Financial planners and parenting experts contacted by NBC News BETTER agree: Just because your kids want it, doesn’t mean you have to buy it.

Bruce McClary, vice president of marketing at the National Foundation for Credit Counseling cautions that “unchecked, emotion-driven spending” during the gift-giving season can lead to some serious financial headaches.

“A child’s wish list is not a directive for parents to spend themselves into a sea of red ink,” McClary said. “While buying your children everything they want for the holidays might lead to a few happy moments in December, depleting your savings or piling on more debt to purchase those gifts can cause misery that lasts well into the new year.”

Any parent who plans to raid their emergency savings or borrow from a payday lender to purchase gifts for their family, “should take a step back from the edge before it’s too late,” McClary told NBC News BETTER.

While retailers encourage kids to have wish lists — it seems Santa knows if you're naughty or nice, but not what you’d like him to bring you — parents don’t need to encourage them to do this.

Liliana Lengua, director of the Center for Child & Family Well-Being at the University of Washington, grew up in a family that didn’t make holiday wish lists.

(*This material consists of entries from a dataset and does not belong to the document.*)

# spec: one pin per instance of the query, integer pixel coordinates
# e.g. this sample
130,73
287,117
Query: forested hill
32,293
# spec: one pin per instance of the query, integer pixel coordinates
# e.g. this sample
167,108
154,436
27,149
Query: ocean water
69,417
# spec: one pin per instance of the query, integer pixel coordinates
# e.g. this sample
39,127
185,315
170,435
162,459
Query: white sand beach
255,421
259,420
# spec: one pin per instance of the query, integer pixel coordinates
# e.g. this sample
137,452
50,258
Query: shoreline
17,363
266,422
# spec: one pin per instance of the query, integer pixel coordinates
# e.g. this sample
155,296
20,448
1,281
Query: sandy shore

It meant parents and relatives needed to “put a lot of thought” into what the children needed and might like, she said.

While retailers encourage kids to have wish lists — it seems Santa knows if you're naughty or nice, but not what you’d like him to bring you — parents don’t need to encourage them to do this.

“If you’re going to have a wish list, you might want to put some boundaries on it to avoid the rampant, lavish and expensive gifts that can end up on those lists,” Lengua said. “Our kids grew up thinking Santa Claus liked to see wish lists that were restrained, that Santa preferred to get letters from kids who really only asked for one or two things or three things. And maybe one of the things you ask for could be a gift for someone who might not otherwise get something.”

Experts advise parents to have an age-appropriate conversation with their children. Share your family values about gift giving and explain that there’s a limit to how much you can spend on presents.

“Parents with a tight holiday budget can do their children and themselves a favor by focusing on what’s affordable and having honest conversations about managing money during the holidays,” McClary said. “Those lessons might be the gift that outlasts all others, by helping children become financially responsible adults.”